Republicans ought to be careful with the “bash the media” strategy, because with the rise of FOX News, conservative-friendly media are becoming more popular (dare we say mainstream?). At some point, the media bashing could fall on deaf ears, because the cable media are perceived as a bit more friendly to the GOP.
Two things we will take away from this Cheney episode:
1) The media are going to give Cheney more scrutiny, not less, as a result. We’ve heard rumors of an official “pool” reporter/camera being added to the White House press coverage plan. At a minimum, you’ll see a lot more reporters taking an interest in tracking his whereabouts. But despite his best attempts, Cheney is not a private citizen. He was in 1999, but he gave that up when he picked himself to be vice president. More importantly, if he wanted to keep his privacy while in his post, he shouldn’t have become such an important cog in the running of the government.

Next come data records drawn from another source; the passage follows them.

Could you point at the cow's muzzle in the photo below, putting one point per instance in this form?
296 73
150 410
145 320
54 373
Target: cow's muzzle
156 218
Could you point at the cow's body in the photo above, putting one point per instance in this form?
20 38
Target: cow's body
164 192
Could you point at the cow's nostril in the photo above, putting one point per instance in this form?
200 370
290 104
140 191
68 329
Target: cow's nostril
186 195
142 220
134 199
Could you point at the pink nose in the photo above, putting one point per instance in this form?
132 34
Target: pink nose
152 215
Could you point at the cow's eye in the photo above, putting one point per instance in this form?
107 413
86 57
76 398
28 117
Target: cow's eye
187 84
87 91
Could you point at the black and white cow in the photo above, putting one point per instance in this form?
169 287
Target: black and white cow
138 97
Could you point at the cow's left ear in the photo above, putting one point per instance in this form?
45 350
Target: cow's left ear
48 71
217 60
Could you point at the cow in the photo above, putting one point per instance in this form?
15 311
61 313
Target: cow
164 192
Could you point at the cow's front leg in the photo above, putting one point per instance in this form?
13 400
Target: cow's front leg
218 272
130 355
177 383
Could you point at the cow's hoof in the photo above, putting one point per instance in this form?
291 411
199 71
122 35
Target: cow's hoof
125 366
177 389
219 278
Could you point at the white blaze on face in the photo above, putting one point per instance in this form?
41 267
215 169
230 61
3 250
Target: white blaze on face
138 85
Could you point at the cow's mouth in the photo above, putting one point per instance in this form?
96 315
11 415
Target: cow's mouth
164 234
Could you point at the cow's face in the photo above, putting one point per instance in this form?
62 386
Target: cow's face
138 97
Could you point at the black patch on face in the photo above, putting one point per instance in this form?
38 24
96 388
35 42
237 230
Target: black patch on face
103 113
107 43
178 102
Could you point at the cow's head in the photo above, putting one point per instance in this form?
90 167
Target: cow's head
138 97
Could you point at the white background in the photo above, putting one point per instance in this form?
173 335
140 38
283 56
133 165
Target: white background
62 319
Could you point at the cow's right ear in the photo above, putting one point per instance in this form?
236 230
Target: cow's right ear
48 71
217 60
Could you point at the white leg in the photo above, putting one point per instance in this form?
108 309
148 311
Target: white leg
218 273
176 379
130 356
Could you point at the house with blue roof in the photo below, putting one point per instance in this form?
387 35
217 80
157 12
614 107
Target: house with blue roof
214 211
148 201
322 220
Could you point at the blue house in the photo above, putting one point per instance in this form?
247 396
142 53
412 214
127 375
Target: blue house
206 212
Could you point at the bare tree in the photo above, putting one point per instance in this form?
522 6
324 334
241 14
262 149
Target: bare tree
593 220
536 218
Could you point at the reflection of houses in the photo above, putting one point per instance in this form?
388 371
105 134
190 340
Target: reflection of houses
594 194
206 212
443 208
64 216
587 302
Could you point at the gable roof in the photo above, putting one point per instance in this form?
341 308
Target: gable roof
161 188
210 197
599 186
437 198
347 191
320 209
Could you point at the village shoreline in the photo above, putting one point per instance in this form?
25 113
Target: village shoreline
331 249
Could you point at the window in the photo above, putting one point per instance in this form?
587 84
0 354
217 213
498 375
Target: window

2) Perhaps the more important lesson in this is how disconnected the Bush and Cheney power centers are within the White House. The fact that the vice president doesn’t speak to the president directly (at least, not in this instance) is bizarre. How much of a co-presidency is the Bush-Cheney White House? Or, is it better to ask, how much of a “co-president” does Cheney view himself? Of course, all of this would have been handled 10 times better if Cheney had any more political ambition. But because he’s not running in the next election, he doesn’t seem to care about his political standing, and that in turn leads to delayed responses like the one we saw last week.